Wicked River

I had the opportunity this past week to take a riverboat cruise along the mighty Mississippi River, although this wasn’t the typical riverboat cruise with fine dining and music one might be accustomed to.  This was a riverboat cruise, dubbed Wicked River, full of art, science, history and adventure organized by the Mississippi River Fund.  I boarded the  Jonathan Padelford Riverboat and was immediately greeted by the Prairie Fire Lady Choir.  People of all ages were in attendance to interact with the presenters on board, which included National Park Service Rangers with historic aerial photographs, videos, and maps; scientists from the St. Anthony Falls Laboratory with a rather unique river flume; and a lady who has a very intimate connection with the river in that she’s lived on it in a paddleboat for years.
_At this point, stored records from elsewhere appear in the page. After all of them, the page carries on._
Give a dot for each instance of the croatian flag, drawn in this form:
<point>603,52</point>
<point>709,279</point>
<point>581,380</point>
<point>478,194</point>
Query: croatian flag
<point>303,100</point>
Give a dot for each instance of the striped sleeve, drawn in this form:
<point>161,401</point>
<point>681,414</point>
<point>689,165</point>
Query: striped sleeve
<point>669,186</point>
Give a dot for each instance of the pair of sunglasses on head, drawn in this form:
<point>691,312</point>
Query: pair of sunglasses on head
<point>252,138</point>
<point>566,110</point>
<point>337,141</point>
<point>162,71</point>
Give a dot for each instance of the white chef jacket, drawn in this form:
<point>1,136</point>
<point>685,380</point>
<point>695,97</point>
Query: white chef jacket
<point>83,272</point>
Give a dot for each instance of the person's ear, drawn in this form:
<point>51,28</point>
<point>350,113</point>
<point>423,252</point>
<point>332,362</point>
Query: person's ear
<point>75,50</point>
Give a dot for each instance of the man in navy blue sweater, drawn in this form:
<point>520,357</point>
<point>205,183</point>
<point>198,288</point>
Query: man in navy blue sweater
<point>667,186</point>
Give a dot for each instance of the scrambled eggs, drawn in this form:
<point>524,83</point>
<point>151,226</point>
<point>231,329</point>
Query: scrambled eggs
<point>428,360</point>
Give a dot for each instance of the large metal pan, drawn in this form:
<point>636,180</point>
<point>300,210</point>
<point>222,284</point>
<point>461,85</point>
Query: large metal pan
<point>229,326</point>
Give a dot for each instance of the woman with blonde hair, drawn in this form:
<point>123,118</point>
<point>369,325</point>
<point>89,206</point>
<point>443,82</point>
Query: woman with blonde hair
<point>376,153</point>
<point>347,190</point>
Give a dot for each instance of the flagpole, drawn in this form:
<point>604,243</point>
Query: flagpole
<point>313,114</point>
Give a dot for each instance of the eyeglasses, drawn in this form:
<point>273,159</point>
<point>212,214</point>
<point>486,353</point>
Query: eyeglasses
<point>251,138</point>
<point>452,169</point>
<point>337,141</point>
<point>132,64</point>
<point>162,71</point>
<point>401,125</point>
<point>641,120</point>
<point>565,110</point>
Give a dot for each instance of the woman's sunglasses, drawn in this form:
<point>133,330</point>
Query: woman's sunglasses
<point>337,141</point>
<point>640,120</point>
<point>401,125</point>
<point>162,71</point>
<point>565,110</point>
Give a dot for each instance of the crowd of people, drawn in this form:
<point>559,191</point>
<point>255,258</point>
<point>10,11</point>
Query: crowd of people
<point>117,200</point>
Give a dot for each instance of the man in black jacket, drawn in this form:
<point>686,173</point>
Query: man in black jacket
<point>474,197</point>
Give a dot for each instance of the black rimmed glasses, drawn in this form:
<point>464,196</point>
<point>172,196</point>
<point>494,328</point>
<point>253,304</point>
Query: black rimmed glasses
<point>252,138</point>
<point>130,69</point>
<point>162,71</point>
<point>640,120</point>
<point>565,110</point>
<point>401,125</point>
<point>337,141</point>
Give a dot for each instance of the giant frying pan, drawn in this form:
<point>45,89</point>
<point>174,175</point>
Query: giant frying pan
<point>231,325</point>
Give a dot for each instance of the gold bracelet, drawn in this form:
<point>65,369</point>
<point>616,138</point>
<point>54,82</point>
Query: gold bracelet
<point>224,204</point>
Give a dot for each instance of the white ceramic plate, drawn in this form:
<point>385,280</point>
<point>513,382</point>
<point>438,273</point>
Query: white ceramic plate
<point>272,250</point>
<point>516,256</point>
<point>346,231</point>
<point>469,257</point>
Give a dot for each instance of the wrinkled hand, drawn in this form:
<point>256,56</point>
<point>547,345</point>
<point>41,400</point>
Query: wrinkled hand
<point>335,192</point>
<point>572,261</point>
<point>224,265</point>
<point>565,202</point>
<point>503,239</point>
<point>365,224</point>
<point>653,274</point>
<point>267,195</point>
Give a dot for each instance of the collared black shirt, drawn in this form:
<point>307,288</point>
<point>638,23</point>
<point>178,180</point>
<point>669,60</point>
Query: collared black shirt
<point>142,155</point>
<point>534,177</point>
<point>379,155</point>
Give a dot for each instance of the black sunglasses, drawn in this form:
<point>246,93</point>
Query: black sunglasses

The river flume was of particular interest to me.  The flume is designed to help folks learn and think about fluvial geomorphology.  Say what?…yes I said the correctly…fluvial geomorphology.  I’ll break it down for the non-scientist folks.  Fluvial = water, geo = earth, morph = change of and ology = the study of.  Essentially these scientists study how water and earth interact with one another.  The flume helps demonstrate the basic principles of river behavior,  channel morphology and sediment transport processes with remarkable accuracy. It comes complete with miniature trees, culverts and even had a small dump truck to simulate how we as humans impact natural processes.  My inner child came out and I was playing in the water and sediment (which in this flume is actually small bits of colored plastic) in no time.  Creating new channels, moving trees, diverting water, and dumping mini loads of sediment into the makeshift riverbed was not only fun but helped us all see that when you change one thing in a river, it can cause additional changes throughout the rest of the channel.  The true children on board were also very intrigued and started building all sorts of fun dams only to demolish them a few minutes later.  Suffice to say, I think we had some future engineers aboard that evening.

I do enjoy good science, but I’ll leave that to the professionals and stick with what I enjoy most…watching  people, photographing their expressions, and the landscape which causes those expressions.